Наконец он пробрался с моей помощью в кресло, запрокинул голову и закрыл глаза. Я молча стоял рядом, наблюдая за ним. Он выхватил из кармана платок, протер свое напуганное трясущееся лицо, напялил очки, но тут же снял их снова. Некоторое время серебристые глазки-пуговки бессмысленно поблескивали на свинцовом фоне.

— Прости меня ради Бога.

Я зажег для него сигарету; он впился в нее дрожащими губами и два-три раза жадно затянулся.

— Ты не волнуйся. Я не сумасшедший. Абсолютно в своем уме. И эти вампиры с Харли-стрит знают уже… я доказал им!

— Ты сам лучше не волнуйся.

Он рассмеялся.

— Нервишки пошаливают. Но ничего, я вот прошел уже курс лечения…

«Оно и видно, — подумал я, — вылечили тебя на славу».

— Зато теперь я знаю точно, что со мной. О да, теперь уж я знаю наверняка!

Мрачная напористость, маниакальная убежденность — тут же вспомнилось: глубокая ночь, лагерная камера, кто-то бредит в углу… Я продолжал поддерживать отношения с двумя своими товарищами по несчастью: оба все еще находились на попечении психиатров.

— Тут самое главное — не придавать этому большого значения. Говорить себе: все нормально… Да что у тебя вид такой напуганный, Баффер? Я все о себе знаю, могу рассказать, если очень хочешь.

— Ну и отлично: валяй прямо сейчас, — я вздохнул с облегчением: главное — дать ему выговориться.

— Фабиенн все прекрасно понимает, — он взглянул на меня заискивающе, будто требуя поддержки; я кивнул, — она такая благоразумная, мудрая, верная… Как жаль, что мне не удается примирить их!

— Кого с кем?

— Фабиенн с отцом. Глупый, бессмысленный конфликт; да и конфликта-то нет никакого, так — одно недоразумение. Но главное, каждый думает, будто я ничего не замечаю — вот что меня действительно приводит в бешенство!

— Давай не будем пока о бешенстве. Ты мне хотел о чем-то рассказать.

— Ну да. Началось все это в начальной школе, когда я почувствовал вдруг на себе страшный груз ответственности: понимаешь, мне во что бы то ни стало нужно было поступить в Хартон.
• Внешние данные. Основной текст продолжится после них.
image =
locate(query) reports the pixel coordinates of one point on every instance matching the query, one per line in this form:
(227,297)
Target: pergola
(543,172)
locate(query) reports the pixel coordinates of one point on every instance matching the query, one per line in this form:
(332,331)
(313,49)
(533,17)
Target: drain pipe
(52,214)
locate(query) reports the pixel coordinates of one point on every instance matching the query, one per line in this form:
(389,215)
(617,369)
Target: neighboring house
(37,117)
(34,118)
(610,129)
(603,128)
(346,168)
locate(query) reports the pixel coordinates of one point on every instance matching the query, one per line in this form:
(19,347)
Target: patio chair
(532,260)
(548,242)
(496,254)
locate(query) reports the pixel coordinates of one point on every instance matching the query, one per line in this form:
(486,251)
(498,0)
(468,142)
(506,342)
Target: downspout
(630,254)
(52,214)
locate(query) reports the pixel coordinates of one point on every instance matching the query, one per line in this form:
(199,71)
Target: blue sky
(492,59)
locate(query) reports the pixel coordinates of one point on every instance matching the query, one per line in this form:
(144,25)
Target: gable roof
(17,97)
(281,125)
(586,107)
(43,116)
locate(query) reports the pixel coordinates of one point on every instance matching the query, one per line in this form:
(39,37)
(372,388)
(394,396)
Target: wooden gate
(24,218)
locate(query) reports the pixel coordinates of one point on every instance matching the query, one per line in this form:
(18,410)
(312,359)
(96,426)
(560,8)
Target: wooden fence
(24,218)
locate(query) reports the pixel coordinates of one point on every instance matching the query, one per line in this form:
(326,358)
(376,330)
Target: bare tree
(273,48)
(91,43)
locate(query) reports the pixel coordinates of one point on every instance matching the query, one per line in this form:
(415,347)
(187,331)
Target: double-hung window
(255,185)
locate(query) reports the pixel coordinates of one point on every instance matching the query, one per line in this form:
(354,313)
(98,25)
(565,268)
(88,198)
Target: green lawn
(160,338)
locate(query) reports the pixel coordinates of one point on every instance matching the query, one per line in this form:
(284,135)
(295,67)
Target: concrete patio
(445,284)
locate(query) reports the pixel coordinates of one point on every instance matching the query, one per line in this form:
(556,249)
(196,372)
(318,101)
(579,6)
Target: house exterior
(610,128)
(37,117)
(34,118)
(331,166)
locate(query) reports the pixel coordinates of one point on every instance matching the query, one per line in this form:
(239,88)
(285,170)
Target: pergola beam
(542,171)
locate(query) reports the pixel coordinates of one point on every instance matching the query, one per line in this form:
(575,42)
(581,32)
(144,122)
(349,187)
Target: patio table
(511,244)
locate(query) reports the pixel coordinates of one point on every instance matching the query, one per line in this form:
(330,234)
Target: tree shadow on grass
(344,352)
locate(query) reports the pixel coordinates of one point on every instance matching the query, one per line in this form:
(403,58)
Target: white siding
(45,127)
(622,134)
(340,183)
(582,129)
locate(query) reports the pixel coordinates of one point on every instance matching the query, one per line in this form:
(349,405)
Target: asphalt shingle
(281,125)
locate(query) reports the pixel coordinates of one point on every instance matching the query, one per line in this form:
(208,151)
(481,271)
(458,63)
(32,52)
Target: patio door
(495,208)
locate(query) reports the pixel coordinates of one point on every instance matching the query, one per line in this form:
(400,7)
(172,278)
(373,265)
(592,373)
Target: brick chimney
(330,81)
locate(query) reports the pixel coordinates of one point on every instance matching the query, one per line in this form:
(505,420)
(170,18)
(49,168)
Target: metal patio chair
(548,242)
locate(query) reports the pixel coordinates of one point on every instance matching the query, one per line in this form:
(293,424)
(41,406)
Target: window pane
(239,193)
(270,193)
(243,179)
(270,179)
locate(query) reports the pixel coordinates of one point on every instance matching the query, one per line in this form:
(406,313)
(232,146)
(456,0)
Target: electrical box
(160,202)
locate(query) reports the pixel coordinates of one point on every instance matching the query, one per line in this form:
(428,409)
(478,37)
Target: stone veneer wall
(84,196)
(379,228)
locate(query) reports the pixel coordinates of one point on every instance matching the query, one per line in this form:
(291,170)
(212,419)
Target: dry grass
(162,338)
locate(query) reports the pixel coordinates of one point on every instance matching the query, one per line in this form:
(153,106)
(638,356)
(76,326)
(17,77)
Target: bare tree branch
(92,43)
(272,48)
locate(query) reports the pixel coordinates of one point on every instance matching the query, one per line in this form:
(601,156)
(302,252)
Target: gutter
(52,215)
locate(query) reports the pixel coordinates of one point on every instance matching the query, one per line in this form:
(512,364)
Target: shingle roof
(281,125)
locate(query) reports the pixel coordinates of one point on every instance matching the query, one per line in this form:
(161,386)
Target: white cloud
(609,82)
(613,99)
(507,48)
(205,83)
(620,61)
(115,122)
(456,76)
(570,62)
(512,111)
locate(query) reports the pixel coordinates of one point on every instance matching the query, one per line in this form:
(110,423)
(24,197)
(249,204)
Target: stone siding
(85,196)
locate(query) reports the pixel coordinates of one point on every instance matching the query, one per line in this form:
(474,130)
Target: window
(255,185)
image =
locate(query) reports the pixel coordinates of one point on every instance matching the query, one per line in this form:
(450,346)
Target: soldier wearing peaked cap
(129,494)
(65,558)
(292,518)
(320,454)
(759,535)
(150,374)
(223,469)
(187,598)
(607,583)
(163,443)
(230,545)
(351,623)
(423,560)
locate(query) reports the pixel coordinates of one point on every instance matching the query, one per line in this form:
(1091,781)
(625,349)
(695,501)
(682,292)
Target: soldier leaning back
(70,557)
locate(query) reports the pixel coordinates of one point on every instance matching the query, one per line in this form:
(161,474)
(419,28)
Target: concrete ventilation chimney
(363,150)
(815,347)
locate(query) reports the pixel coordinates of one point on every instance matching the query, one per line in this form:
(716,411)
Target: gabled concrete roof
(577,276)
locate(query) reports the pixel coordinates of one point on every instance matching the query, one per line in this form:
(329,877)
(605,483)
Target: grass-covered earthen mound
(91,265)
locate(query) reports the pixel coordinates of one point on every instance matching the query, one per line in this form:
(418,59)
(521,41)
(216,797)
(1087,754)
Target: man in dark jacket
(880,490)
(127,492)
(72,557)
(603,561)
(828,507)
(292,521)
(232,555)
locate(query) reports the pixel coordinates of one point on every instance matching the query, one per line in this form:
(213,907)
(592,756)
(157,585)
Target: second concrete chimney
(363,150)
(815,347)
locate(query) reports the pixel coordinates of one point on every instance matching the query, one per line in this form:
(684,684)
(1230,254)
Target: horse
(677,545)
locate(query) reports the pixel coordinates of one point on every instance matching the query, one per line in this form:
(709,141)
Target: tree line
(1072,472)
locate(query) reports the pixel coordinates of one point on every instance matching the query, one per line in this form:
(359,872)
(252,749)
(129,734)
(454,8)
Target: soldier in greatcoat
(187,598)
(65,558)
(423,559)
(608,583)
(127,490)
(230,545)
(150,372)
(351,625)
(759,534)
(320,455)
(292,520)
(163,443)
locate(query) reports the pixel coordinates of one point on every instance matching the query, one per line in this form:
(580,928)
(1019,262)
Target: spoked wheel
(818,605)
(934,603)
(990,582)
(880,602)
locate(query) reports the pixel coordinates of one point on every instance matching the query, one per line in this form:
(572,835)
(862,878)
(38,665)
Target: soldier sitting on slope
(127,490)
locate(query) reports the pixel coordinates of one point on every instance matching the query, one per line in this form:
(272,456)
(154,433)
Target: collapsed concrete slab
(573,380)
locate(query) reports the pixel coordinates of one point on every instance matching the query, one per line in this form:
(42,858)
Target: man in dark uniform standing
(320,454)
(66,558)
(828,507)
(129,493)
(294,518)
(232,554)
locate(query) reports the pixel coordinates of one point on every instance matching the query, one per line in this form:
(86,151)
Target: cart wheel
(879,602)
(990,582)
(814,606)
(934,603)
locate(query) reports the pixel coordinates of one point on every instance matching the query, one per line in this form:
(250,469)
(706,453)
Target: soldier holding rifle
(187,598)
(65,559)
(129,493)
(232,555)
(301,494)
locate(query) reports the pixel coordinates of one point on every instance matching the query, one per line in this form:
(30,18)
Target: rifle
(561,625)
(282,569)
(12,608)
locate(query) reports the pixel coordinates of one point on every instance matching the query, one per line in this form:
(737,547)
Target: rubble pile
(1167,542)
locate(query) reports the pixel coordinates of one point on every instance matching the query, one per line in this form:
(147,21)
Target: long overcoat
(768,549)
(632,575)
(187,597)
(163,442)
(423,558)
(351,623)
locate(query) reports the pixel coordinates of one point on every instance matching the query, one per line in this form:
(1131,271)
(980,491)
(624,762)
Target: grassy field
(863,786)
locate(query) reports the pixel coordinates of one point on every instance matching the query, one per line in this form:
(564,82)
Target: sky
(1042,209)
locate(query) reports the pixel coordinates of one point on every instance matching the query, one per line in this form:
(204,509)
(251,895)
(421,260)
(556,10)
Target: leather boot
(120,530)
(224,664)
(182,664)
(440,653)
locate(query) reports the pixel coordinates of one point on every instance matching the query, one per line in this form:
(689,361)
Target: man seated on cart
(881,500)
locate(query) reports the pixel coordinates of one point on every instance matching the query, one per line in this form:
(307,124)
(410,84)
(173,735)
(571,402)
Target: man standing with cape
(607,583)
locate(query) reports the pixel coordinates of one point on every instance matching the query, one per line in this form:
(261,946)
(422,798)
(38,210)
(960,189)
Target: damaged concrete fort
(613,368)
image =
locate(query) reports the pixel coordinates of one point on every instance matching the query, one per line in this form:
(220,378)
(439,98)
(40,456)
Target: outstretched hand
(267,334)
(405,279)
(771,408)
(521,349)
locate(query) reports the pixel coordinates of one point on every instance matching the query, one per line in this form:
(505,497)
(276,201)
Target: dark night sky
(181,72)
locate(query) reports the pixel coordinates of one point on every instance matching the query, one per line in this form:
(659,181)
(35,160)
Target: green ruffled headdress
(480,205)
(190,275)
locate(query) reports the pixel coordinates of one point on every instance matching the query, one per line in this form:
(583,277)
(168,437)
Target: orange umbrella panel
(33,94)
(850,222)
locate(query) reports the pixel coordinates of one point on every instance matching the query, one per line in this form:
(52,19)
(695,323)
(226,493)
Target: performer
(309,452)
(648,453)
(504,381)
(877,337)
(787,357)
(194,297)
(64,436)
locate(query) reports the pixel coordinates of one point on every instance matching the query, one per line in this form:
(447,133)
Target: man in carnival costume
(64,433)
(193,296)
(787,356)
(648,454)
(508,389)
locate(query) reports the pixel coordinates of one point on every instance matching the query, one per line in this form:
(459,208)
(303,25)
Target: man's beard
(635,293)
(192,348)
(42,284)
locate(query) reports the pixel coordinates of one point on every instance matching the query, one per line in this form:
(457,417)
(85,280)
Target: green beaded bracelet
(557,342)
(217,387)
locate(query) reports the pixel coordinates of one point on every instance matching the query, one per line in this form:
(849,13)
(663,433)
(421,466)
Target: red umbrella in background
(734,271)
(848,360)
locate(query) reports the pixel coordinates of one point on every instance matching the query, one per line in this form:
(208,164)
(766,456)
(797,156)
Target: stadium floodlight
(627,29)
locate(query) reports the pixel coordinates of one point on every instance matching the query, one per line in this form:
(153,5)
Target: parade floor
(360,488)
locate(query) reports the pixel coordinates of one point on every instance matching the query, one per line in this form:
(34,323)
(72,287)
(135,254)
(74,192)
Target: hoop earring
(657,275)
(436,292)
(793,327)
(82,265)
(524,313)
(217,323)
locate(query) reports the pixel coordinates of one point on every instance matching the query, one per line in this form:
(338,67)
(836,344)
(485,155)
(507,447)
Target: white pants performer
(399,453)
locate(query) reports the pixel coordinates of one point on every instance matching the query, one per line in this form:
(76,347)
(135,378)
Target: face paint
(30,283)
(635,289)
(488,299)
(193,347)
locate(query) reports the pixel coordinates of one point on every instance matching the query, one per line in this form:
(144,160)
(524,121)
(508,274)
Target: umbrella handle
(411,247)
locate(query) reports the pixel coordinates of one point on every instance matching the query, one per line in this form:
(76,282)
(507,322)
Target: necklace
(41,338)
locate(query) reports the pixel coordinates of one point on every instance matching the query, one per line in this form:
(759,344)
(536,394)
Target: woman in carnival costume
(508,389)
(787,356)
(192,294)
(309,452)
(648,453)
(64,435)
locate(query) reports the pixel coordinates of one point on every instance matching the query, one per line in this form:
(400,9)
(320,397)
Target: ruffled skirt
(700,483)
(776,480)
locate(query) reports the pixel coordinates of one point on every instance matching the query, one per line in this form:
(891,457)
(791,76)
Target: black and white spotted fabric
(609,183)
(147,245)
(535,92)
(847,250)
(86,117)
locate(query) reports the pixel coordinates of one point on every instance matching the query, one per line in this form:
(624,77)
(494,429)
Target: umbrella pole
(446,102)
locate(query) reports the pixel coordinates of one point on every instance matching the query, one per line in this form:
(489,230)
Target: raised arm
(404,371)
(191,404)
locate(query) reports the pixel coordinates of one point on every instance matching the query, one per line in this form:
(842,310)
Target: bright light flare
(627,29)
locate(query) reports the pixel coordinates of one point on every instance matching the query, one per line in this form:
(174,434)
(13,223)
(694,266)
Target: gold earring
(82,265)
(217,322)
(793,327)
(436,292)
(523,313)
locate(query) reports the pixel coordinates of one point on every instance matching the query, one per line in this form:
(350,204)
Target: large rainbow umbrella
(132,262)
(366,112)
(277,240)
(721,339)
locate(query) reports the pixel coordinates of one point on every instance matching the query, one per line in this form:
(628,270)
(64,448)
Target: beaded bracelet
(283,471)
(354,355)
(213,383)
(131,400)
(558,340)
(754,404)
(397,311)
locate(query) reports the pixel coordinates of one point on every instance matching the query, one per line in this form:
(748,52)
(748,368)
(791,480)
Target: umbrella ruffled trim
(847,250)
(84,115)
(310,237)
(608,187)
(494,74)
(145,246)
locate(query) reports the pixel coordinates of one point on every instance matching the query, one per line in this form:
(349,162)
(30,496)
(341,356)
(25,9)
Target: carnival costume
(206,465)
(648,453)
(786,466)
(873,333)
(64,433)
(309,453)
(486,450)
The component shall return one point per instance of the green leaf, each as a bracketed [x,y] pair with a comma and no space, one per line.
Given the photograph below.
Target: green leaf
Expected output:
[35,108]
И это давление…

— Давление со стороны родителей?

— Ты не подумай только, что я в чем-то их осуждаю, — заметил он, снова, кажется, понемногу раздражаясь. — Мог ли я знать тогда, чем они пожертвовали ради меня? В общем-то, и «давления» никакого не было — все это моя дурацкая впечатлительность. Просто я был младшим в семье, притом единственным сыном, ну и как следствие — всеобщим любимцем; а это нелегко — быть любимцем в такой семье, как наша, — он невесело усмехнулся. — Что было дальше, ты уже знаешь. Я благополучно получил аттестат, поступил в Хартон и… сорвался. Перешел в Оксфорд — то же самое. Один срыв, другой — возникает привычка, верно? Как вот теперь от нее избавиться?

Мне показалось, очень уж упростил он историю своей болезни.

— По-моему, ты никогда не мечтал сделаться маклером.

— О нет, я мечтал об одном: жениться на Фабиенн. И еще — вернуть отцу все, что было затрачено на меня: так хотелось, чтобы к старости они смогли бы хоть немного расслабиться, пожить чуть-чуть в свое удовольствие. И сестрам тоже помочь. Видишь ли, на прислугу мы, что называется, не тянули, а мама ослабла: значит, постоянно кому-то из сестер приходилось быть дома — вести хозяйство… Помнишь, когда-то я думал, что стану учителем: очень удобно — каникулы можно посвящать литературе, заниматься собственным творчеством. Но можно ли на учительскую зарплату содержать одновременно две семьи? А я ведь мечтал жениться. У отца оставались друзья на бирже, и путь в старую его контору был для меня открыт — а что оставалось делать? Боже, что за праздник был дома! «Арнольд не уезжает, он будет жить с нами…» Я даже о Фабиенн им тогда сказать так и не решился, не хотелось расстраивать. А потом мне предложили работу в Лондоне, и представь себе, я едва ее не лишился из-за очередного приступа — там еще, в Блонфилде. Сам виноват, конечно: устроил себе сущую каторгу. Поступил я туда простым клерком, но взвалил на себя наверное, треть всех дел, потому что компаньон мой завалил всю работу. А уж начав, бросить не мог: отцовская фамилия тоже ведь что-то значит. Да еще по ночам работал над монографией: помнишь, ты спрашивал? Одним словом, сломался.